“I wish we lived like this. These rooms are neither too large nor too small, while Aunt Constantia’s big rooms are so big that you lose your way in them, and the small ones are so small that, if the door opens inside, it scrapes the opposite wall. I am supposed to be still a child, and therefore of no consequence; so I am put into a nice little cupboard, so compact that Jennings has to open the door and stand in the corridor to brush my hair.”

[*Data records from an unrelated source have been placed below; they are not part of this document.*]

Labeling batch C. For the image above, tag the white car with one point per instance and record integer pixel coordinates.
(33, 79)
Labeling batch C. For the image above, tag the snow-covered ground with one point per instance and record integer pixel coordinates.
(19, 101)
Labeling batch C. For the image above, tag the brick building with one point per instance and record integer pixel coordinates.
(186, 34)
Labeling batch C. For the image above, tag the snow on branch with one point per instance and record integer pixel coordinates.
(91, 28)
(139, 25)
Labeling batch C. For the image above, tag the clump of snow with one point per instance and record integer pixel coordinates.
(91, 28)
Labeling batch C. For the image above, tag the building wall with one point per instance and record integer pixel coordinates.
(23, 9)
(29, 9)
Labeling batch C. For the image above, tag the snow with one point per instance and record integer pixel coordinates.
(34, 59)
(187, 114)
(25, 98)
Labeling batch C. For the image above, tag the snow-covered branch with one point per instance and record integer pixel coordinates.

Annie laughed at the picture of self-willed, spoiled Miss Braithwaite as a victim to neglect, and then asked after Lady Braithwaite.

“Oh, she is quite well, thank you, though of course she hasn’t got over poor papa’s death yet! You heard all about it from Harry, of course?”

“Yes,” said Annie, wondering at the easy way in which her proud sister-in-law thus alluded to their new relationship. She was still more surprised when the other continued:

“It seems so strange to think of Harry as a married man! I suppose he will think I ought not to box his ears any longer now; but you will let me, won’t you? I can’t keep him in order in any other way; but I suppose you can.”

Annie laughed—not very heartily.

“I haven’t tried that plan, certainly. It wouldn’t do for such a little woman as I am; I think I am too small for him,” she added, as if this really had struck her suddenly as a grave objection.

Lilian burst out laughing.

“What an odd little creature you are! I have always heard that a little woman can make a big man as submissive as a dog, and rule him with a rod of iron, while he thinks all the time that he is the master. I am sure you would not condescend to obey Harry.”

“Yes, I do,” said the young wife, seriously—“at least; I do the things he tells me to do; but he doesn’t tell me to do many things.” And the thought flashed through her mind, “He doesn’t take enough interest in me to mind what I do.”